Remember Kim Dotcom? This German-Finnish entrepreneur made headlines in the past as the founder of Megaupload, a website where it was easy to put up illegal content for download. After some time arguing with authorities, he has now returned and loves to shine his light on recent technological developments. Guess what, he loves cryptocurrencies.
Kim Dotcom founded a political party in New Zealand, called The Internet Party. Even though The Internet Party is unregistered, it has a clear view on what should be improved in the country. Cheaper internet and more tech jobs are the core elements of what the party stands for. In order to obtain this, they plan on introducing a cryptocurrency for international transactions that would work parallel with the existing New Zealand dollar.
The Internet Party will support the introduction of a New Zealand-sponsored digital currency that is safe, secure and encrypted, providing for instant international transactions at minimal cost. By becoming a digital currency leader, New Zealand can become a key hub for a growing financial sector.
The idea was made public on the party’s website. Immediately after, several prominent New Zealanders had something to say about this idea. While most of them thought it was a bold move, they also pointed out the risks of a project like this. Among these critics was Dr. David Tripe. Tripe works at Massey University in New Zealand since 1994 after spending 17 years in the banking world. He openly dismissed the party’s plan, stating that there was already such a digital currency in existence for the New Zealand dollar. “What tends to happen in these situations is the currencies get a little misaligned with each other and the one that is less reliable drives out the one that is more reliable,” Tripe told Stuff, a New Zealand news website.
Vikram Kumar, Chief Executive of The Internet Party, responded by saying that the new digital currency would fall under the same rules as any official New Zealand currency. “It will be subject to taxation as any currency in New Zealand is. Every transaction involving this new digital currency will be treated the same as New Zealand dollar transactions.” Kumar said.
This is not the first time a country plans on introducing their very own cryptocurrency. Just a few weeks ago Auroracoin had his ‘airdrop’, giving every person in Iceland 31.8 Auroracoins. We also saw the arrival of Hullcoin in the city of Hull, the world’s first local government cryptocurrency. A lot can be said about these local digital currency initiatives. Some might say it’s a good move, since local currencies can have a higher chance of succeeding. You only have to convince one government, and China cannot ban you (that last one was a joke; Bitcoin is NOT banned in China).
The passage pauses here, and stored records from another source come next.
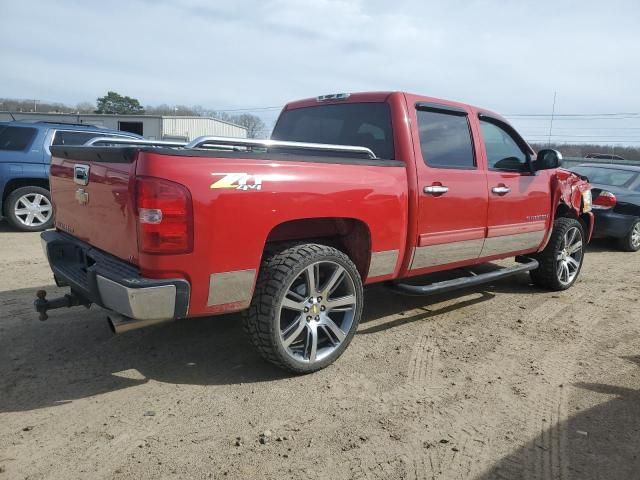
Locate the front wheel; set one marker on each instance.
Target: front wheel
(561, 260)
(29, 209)
(306, 307)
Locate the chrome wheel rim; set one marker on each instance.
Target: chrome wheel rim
(569, 258)
(317, 312)
(33, 209)
(635, 236)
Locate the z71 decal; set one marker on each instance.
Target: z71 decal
(238, 181)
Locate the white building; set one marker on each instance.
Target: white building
(153, 127)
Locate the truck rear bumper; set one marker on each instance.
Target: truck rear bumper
(112, 283)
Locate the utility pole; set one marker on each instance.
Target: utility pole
(553, 112)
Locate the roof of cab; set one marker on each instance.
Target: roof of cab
(42, 125)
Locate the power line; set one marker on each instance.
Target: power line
(254, 109)
(571, 114)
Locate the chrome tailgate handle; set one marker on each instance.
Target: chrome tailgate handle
(436, 189)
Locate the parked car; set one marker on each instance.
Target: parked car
(616, 202)
(24, 167)
(290, 229)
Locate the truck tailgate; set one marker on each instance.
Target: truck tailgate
(93, 197)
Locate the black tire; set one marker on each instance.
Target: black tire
(278, 274)
(17, 221)
(630, 243)
(548, 274)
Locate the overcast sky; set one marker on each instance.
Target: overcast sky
(507, 56)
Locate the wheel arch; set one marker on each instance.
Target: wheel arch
(351, 236)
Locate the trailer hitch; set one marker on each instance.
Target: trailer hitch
(42, 305)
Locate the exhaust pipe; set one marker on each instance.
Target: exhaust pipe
(121, 324)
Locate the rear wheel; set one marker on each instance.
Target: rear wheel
(306, 307)
(29, 209)
(631, 243)
(561, 260)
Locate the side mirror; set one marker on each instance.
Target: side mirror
(548, 159)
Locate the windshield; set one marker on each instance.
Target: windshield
(359, 124)
(607, 176)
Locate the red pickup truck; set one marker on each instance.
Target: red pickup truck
(352, 189)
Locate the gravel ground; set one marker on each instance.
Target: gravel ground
(501, 382)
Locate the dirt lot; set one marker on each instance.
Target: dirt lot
(504, 382)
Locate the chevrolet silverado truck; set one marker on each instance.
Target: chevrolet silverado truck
(351, 190)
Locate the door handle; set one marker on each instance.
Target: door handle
(501, 190)
(436, 190)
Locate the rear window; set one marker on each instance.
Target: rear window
(359, 124)
(607, 176)
(16, 138)
(73, 138)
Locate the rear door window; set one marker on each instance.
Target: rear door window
(445, 139)
(16, 138)
(358, 124)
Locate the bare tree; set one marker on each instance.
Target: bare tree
(256, 128)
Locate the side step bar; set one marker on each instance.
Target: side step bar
(465, 282)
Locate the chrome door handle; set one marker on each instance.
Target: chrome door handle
(436, 189)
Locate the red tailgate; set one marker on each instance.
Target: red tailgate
(102, 212)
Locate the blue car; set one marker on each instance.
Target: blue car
(24, 167)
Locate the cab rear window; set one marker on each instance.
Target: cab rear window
(16, 138)
(73, 138)
(359, 124)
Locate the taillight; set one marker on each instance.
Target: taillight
(165, 216)
(604, 201)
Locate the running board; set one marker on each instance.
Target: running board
(527, 265)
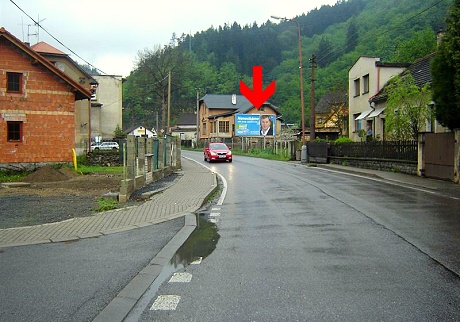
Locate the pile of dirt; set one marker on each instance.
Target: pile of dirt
(50, 174)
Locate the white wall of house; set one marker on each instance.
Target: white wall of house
(365, 79)
(104, 119)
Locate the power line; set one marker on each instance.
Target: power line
(37, 23)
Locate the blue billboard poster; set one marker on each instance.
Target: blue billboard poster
(267, 125)
(247, 124)
(255, 125)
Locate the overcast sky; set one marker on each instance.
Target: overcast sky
(109, 34)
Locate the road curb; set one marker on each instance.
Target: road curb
(119, 308)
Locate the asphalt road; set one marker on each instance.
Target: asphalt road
(300, 243)
(74, 281)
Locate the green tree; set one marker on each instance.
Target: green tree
(407, 108)
(352, 37)
(446, 72)
(420, 45)
(325, 52)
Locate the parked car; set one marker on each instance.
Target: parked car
(217, 152)
(105, 146)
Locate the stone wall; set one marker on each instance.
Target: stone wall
(377, 164)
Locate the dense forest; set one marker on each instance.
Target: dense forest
(215, 60)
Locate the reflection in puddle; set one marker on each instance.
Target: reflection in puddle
(200, 244)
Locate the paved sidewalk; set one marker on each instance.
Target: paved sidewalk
(441, 187)
(185, 196)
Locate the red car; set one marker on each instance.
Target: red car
(217, 152)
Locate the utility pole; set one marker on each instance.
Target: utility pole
(168, 131)
(312, 98)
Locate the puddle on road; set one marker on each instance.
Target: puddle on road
(199, 245)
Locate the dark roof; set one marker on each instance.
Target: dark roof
(49, 52)
(420, 70)
(186, 119)
(329, 99)
(80, 92)
(224, 102)
(396, 65)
On the other hand, the idea of new cryptocurrencies does not work well with all the Bitcoin 2.0 talk floating around right now. Just yesterday, CCN posted an article about a new concept called sidechains and how it could revolutionize the virtual currency universe. One thing is certain; the coming months will be crucial for Bitcoin and the altcoins. Whether Kim Dotcom will have a place in this story, remains to be seen. My guess is he’ll have to change his strategy if he wants his ideas to be successful.